1/11/2016

Heatmap

We launched Cirrus.js a few weeks ago to share some technologies we are developing at Planet OS (now Intertrust). We recently had the need to visualize some datasets on a heatmap, so we added one to Cirrus.js. What is a heatmap? What kind of data can it visualize? Read on.

One of the challenge of building a tool to index all environmental sensor data is that we have to work with a huge variety of data formats and structures. One of these structure is two dimensional data (2D data). We tend to understand 2D data as any data that can fit on a table, where each cell, being at the intersection of a row and a column, contains a value. But 2D data can mean multiple things, and only some 2D datasets are suitable for a heatmap. Let's give some examples from the environmental sensor data we work with on a daily basis at Planet OS.

Let's say we have a table showing a temperature value for an array of sensors for each day of the week. To better visualize this grid of data, we can color each cell according to its value. This can be called a "color matrix" and is sometimes called a heatmap.


Others will think of a heatmap has data visualized as gradients on a map, for example, surface temperature data for each latitude/longitude. In this case, since the dimensions are spatial, it makes sense to show them on a map. My friend and colleague Ilya made me realize that if you show this data on a color grid, it will look the same as showing it on a map with a mercator projection.

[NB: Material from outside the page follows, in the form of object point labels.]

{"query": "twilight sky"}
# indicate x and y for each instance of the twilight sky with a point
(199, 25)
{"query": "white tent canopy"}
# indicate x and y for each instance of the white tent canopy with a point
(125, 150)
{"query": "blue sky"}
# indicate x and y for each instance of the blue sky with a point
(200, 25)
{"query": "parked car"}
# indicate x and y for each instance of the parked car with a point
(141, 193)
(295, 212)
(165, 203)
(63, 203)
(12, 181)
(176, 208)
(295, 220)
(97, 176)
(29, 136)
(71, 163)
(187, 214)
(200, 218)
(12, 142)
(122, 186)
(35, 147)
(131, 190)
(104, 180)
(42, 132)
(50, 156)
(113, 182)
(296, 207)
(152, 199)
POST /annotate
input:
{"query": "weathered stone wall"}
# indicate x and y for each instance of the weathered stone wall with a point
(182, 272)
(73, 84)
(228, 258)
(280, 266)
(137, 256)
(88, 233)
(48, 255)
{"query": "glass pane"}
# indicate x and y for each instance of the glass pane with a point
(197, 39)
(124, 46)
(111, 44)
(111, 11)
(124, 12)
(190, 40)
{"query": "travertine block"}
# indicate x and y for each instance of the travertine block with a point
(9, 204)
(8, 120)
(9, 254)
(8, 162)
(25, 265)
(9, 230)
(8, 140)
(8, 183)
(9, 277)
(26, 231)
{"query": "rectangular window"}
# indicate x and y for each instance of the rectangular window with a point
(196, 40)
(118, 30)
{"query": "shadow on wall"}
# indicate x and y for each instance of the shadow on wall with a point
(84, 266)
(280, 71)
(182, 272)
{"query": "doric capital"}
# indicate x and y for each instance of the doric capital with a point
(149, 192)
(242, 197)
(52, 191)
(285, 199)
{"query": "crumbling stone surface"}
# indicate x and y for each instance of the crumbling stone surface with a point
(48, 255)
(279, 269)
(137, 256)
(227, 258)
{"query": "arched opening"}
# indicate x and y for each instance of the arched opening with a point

And now for the definition. What I call a "cartesian heatmap" is a color matrix showing a grid of discrete values from a continuous 2D space. What does that mean?

One way to understand what data is suitable for any chart type is to describe the dimensions and measures as continuous or discrete. To learn more about this conceptual framework, maybe this paper can help. Let's take the example dataset used for the first figure: temperature of 7 sensors over 7 days. Temperature is continuous, sensor ID and day are both discrete (categorical). This grid data example could fit on a table or on a color matrix.

Let's take another example: water temperature for 7 sensors at 7 depth steps. Here temperature is still continuous, sensor ID is still discrete (categorical) but depth is also discrete, which is confusing since depth is a continuum, but the depth data we have is a series of temperature readings taken at each depth step. We treat the temperature dimension as continuous, because it can take any arbitrary value over a continuum, but the depth dimension as discrete, as it's a series of discrete depth levels. This data can be visualized on a color matrix, each cell having a temperature value encoded as color, at the intersection of a sensor ID on the X axis and of a depth step on the Y axis. But it could also be visualized as a line chart, each line representing one sensor, the X axis would be depth and the Y axis would be temperature.


We tend to see the line chart as multiple lines each showing a measure varying over a dimension. Comparing values on one axis is different than comparing on the other. For example, we can see the variation of temperature for each single sensor over time, but to compare temperature values at the same time slice value across multiple sensors is not the same perceptual task.

A heatmap is a bit closer to a "permutation matrix" or to a "stacked sparklines".



We know how to build a line chart (continuous measure on Y axis, discrete ordinal on X axis) and a color matrix (continuous measure as color, discrete categorical/ordinal on both X and Y axes). But how to build a heatmap? Continuous measure as color, discrete dimensions on both X and Y axes, but preferably discrete steps from a continuous dimension. One example is temperature for each latitude/longitude. Another would be temperature for each depth step for each day of the month. Unlike a line chart, a heatmap uses the same visual encoding for each axes, so comparing dimensions uses the same perceptual task: comparing colors. The visual metaphor is closer to the idea of an homogenous 2D grid of values.



Another visual metaphor that comes for free with the name "heatmap" is the idea of heat. User often have in mind these rainbow colored thermal imagery when they look at a heatmap. They will expect to see colored zones with smooth transitions between them, which is not alway the case in grid data. Also, we have to pick the right color scheme that will not confuse the user into thinking, for example, that red means very hot and blue very cold. Choosing the right color scale for a heatmap is more difficult than it looks. Maybe it could be the subject of a next blog post?

In the meantime, please enjoy the new heatmap we are sharing today as a new chart type in Cirrus.js. In conclusion, a heatmap is perfect for visualizing a 2D grid of data representing discrete values from a continuous 2D space. It was simple enough to expand the library to add a grid component with the current datavis pipeline architecture, just adding a color scale and some minor tweaks like single tooltip. Cirrus.js is under heavy development, but we hope sharing insights about how we build it gives you an idea of how we are solving visualization problems at Planet OS.